Many people today have used the phrase “I’m thankful for our freedoms.” I would also use this phrase to describe how I feel about my country but my definition of these “freedoms” would focus on what I believe is the most important freedom. I’m most thankful that I live in a country where, by and large, protest is protected, protest of war, protest of the government, protest and even hate for a president. In Mormon-speak we often refer to the US as the promised land. I believe the essence of a promised land is one that affords us the freedom to speak out without fear of death or violence from our government.

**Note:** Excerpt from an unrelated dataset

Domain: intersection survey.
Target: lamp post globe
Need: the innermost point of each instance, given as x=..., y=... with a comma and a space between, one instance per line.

Even though the public may not know “everything” going on in a war or crisis situation, it’s clear that many times our government does get it wrong. Not so long ago our government supported the persecution, murder, and expulsion of members of our own faith. It’s too bad that more citizens didn’t take their patriotism—their commitment to freedom and justice—more seriously; if they had there would have been demonstrations in support of Mormons spread out from Nauvoo to Palmyra. I hope we remember our divine right to speak out against injustice and even immorality. Many of you, if I recall correctly, took up this right with much vigor, sometimes with more vigor than suited my tastes, in criticizing President Clinton. Even though I often didn’t agree with the rhetoric of impeachment and complete moral failure, I would defend your rights to protest what you saw as immoral and wrong.
I pray we would all defend this right, not only when we agree with the position taken, but even when we do not. If one has held onto to some sort of hope that what Bush did in Iraq was moral, I certainly expect this individual would not deny anyone the right to question, to protest, to disagree with our president. Being patriotic, which we often discuss as a religious duty, allows, even demands, that we give support to what we see as truth and justice, never yielding to blind support of a political party, our country, our president.
My father fought in Vietnam from 1966-68. While I’m grateful to the citizens who supported him personally in the short-term as a soldier, I wish more citizens, more Saints, had supported him in the long-term by protesting the war. If only Vietnam—a war started on false pretenses in the Gulf of Tonkin—had ended a few years earlier, then maybe I’d have that part of my father whhich is now gone and ruined: the emotional void I sometimes see in his face and the occasional tear he has shed after one too many. And maybe the emotional connection I yearned for as a child would have been realized. I too am thankful for our freedoms but let us not imagine that our freedoms are always, or even mostly, threatened from some outside enemy. When patriotism is not allowed to include dissension and critique, our promised land status is put into peril.
3 comments:
My own dad is a Vietnam vet, so I identified with that part of your testimony especially. I like how you're testifying--bearing witness--of your own experience and what it tells you about all this.
My son's good friend went to Afghanistan. He went in carrying plenty of damage already. It hurt to hear that rhetoric of pride in serving one's country--as if it might not be a greater service to help this young man heal, rather than endorsing this kind of service that is guaranteed, practically, to damage him further, as it indeed has.
Well done. I like the idea of testimony not being only one's narrative of personal faith, but also the things one cannot help saying because of this faith.
Carry on!
Well put. I wish it weren't "testimony not borne", though.